Zgodnie z zapowiedziami rządu program „Pierwsze mieszkanie", którego częścią są tanie kredyty „na 2 proc." ma wejść w życie od 1 lipca. Jak mówią deweloperzy i pośrednicy, klienci dopytują o program i o mieszkania, jakie mogliby kupić z dopłatami. Ich sytuację poprawiło już zmniejszenie przez KNF bufora stosowanego przy ocenie zdolności kredytowej. Do bieżącej stopy procentowej banki mogą doliczać 2,5 pkt proc. (a nie 5 pkt).
Dobra droga
Z programu tanich kredytów będą mogły skorzystać osoby poniżej 45 roku życia, które kupują pierwszą nieruchomość. Państwo dopłaci do kredytu (przez dziesięć lat) i singlom, i rodzinom – maksymalna kwota preferencyjnego kredytu to 500 – 600 tys. zł.
- A maksymalna kwota wkładu własnego wynosi 200 tys. zł. Oznacza to, że single kupią nieruchomość maksymalnie za 700 tys. zł, a pary lub małżeństwa za 800 tys. zł – wskazuje Marcin Jańczuk, ekspert Metrohouse.

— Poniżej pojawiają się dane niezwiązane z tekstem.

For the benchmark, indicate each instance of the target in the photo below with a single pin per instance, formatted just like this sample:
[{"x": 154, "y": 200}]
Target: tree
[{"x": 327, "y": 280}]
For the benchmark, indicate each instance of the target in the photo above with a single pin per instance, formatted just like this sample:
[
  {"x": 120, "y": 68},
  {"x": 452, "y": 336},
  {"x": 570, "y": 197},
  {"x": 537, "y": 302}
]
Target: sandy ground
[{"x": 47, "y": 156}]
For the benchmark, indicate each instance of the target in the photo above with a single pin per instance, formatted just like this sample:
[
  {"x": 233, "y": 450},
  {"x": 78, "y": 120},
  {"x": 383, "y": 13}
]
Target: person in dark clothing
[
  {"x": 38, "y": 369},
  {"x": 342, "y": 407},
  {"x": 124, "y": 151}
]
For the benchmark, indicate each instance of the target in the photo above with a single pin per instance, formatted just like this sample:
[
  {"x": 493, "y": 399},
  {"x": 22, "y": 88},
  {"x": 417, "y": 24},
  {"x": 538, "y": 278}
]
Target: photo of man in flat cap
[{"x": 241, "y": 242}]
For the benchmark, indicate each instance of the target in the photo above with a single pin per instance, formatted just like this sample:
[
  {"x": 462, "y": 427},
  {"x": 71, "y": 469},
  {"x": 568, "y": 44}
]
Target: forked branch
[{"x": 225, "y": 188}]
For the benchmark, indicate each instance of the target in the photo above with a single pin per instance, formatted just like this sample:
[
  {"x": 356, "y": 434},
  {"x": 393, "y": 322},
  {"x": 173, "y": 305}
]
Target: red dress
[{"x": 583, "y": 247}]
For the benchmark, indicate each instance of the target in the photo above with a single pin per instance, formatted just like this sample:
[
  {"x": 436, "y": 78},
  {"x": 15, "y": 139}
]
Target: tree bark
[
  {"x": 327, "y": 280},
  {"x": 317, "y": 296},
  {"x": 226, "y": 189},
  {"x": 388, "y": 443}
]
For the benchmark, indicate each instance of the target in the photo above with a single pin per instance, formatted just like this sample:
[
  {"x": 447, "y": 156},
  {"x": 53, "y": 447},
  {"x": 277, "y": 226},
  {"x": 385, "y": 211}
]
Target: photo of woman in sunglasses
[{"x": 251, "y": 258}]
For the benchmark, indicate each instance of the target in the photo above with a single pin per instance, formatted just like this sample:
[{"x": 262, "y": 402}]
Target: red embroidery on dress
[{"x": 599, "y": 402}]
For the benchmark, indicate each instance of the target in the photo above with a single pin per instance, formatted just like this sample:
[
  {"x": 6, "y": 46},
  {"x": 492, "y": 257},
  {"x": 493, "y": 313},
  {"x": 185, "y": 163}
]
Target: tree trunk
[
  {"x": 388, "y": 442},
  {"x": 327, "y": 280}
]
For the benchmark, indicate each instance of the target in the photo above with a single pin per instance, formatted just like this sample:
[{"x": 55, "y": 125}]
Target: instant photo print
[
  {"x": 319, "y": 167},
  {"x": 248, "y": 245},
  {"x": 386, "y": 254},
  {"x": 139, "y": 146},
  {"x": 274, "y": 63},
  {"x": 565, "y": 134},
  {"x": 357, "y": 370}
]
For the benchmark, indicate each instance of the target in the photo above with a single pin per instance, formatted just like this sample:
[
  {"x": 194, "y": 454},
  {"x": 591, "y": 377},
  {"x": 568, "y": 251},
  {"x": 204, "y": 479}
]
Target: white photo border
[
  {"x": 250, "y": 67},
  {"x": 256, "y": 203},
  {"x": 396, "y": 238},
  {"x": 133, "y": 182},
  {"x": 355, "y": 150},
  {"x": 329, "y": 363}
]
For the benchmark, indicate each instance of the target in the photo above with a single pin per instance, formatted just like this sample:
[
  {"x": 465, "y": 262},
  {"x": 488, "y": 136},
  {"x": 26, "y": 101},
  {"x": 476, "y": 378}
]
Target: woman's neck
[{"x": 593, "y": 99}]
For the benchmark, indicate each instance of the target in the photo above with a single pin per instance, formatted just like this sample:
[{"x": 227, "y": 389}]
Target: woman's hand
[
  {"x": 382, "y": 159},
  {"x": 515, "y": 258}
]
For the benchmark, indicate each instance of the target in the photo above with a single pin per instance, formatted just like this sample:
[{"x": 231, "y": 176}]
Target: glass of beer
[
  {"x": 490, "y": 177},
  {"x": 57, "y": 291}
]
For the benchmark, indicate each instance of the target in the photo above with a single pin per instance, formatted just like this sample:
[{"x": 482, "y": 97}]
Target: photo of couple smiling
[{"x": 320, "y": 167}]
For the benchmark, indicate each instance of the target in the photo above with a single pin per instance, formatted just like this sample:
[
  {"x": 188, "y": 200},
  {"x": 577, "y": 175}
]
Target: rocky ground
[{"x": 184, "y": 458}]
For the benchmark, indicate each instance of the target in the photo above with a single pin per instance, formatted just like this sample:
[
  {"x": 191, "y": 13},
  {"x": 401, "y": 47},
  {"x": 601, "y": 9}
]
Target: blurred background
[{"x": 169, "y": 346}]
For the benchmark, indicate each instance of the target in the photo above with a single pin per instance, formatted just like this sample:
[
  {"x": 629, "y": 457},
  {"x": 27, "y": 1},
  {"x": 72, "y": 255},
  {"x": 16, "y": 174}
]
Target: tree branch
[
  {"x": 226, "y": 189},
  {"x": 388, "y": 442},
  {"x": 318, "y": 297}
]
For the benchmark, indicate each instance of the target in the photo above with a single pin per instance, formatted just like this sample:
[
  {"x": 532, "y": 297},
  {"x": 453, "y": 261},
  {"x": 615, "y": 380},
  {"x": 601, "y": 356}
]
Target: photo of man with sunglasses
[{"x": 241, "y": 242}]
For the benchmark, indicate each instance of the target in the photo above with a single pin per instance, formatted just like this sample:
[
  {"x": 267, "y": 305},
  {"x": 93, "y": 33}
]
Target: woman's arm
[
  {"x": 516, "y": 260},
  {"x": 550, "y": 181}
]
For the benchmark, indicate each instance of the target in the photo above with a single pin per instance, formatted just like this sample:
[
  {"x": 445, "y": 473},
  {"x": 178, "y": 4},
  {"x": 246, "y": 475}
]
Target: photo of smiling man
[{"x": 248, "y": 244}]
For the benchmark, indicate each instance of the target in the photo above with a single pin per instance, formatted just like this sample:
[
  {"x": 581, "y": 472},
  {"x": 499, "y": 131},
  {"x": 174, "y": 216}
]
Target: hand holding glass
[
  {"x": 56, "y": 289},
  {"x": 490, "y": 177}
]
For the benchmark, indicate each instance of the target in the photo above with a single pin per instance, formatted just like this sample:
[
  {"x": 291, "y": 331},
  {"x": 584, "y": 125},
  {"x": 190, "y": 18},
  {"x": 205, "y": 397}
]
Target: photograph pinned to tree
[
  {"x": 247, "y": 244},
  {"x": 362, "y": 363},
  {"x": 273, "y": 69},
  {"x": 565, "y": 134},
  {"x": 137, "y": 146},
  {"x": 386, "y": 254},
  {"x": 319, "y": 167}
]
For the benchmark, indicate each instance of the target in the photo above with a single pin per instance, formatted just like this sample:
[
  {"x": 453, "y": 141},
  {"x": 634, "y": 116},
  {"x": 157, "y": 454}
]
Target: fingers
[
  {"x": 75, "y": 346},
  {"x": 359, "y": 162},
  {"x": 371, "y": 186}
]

Nie ma limitów cen za metr mieszkania. Na kredyt z dopłatą można kupić nieruchomość i na rynku wtórnym, i na pierwotnym. - Często spotykam się z sytuacją, że klienci zaczynają szukać możliwości kredytowania już po zawarciu umów przedwstępnych czy rezerwacyjnych. To zła droga – podkreśla Marta Piątkowska, ekspertka finansowa Credipass z Elbląga. - Dla własnego spokoju i bezpieczeństwa własnych finansów klienci powinni najpierw zweryfikować swoje możliwości kredytowe, a dopiero potem zobowiązywać się do zakupu nieruchomości na piśmie – zaznacza.